1. The Current Blasphemy Law applies only
to blasphemy against the doctrines of the Church of England likely
to incite a breach of the peace. In a multi-faith, and a highly
secularised society, such a law can only be used mischievously,
and I would suggest that it should be repealed. This in no way
damages the established nature of the Church of England.
2. I do not believe that the current blasphemy
law should be replaced with a law concerned with religious offences
and I do so for the following reasons:
(a) how do you define what is religion? Obviously
the mainstream faiths need to be included, but anyone can set
up a religion and some religions are definitely not recognised
by the Charity Commission, eg Scientology.
(b) most religions contain within them, sects
which disagree among themselves, and sometimes one sect will claim
itself to be the true faith and the other sects within the one
religion to be false. Any blasphemy law would quickly find itself
bogged down in this quagmire;
(c) all religions claim some faith in some
god and these gods are not necessarily equally sensitive to blasphemy.

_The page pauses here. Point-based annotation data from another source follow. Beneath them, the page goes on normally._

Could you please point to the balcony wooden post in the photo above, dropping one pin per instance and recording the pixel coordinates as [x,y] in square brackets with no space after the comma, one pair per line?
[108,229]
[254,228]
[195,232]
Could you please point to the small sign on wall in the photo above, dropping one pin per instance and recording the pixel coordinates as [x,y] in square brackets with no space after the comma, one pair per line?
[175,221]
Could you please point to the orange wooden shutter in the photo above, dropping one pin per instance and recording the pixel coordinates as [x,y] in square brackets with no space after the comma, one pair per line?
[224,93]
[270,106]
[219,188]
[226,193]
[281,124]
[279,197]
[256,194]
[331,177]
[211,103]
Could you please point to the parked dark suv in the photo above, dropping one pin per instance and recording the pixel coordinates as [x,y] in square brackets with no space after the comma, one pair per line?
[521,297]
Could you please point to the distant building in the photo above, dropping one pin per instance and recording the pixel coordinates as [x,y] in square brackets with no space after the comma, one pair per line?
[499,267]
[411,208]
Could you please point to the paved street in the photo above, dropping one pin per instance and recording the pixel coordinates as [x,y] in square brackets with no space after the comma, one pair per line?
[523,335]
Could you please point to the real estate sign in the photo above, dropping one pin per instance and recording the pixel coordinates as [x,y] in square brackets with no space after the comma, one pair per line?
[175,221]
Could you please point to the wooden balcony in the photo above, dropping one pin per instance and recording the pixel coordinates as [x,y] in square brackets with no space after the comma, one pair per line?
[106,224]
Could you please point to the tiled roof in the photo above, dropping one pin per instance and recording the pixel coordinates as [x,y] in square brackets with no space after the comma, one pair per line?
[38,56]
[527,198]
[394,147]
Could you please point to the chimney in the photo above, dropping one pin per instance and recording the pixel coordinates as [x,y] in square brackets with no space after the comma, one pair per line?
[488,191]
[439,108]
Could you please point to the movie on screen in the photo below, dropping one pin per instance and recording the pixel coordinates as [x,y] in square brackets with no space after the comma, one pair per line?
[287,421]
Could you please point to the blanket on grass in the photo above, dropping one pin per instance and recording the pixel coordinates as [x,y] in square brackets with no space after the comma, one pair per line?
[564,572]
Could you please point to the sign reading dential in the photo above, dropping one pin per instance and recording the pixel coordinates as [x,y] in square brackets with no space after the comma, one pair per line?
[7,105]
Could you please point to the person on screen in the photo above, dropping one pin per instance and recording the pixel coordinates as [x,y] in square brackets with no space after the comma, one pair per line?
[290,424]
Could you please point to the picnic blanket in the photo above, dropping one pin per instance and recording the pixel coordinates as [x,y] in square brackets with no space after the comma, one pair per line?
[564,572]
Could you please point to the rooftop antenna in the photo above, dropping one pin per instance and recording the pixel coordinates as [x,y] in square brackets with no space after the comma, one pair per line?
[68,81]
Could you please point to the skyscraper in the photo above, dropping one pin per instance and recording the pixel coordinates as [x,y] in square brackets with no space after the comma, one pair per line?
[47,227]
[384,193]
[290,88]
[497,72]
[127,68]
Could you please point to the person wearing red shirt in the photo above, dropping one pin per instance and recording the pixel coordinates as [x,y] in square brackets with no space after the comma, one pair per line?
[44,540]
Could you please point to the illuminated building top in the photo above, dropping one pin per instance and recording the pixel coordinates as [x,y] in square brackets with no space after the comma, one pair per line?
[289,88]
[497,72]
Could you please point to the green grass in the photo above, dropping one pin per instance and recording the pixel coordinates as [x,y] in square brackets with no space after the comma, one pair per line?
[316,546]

However, some are extremely sensitive and Islam would be included
among them. Any law against religious offences would rapidly become
socially divisive and seriously threaten the Queen's Peace. The
scope for religious and for social unrest would increase the racial
and cultural tensions of this country;
(d) the recent case under the Blasphemy Law,
Regina v Chief Metropolitan Stipendiary Magistrate ex parte
Choudhury indicates quite clearly that the principle under English
law of proving intention, would come under serious pressure, if
when the subjective emotional response of those alleged to have
been offended by a remark, would claim to be more important than
the intention. The emotional pressure on the Courts to undermine
this basic principle of English justice could result in disappointment,
verdicts being handed down which either undermined the principle
of intention, or rejected the subjective response as an adequate
basis for bringing a blasphemy charge.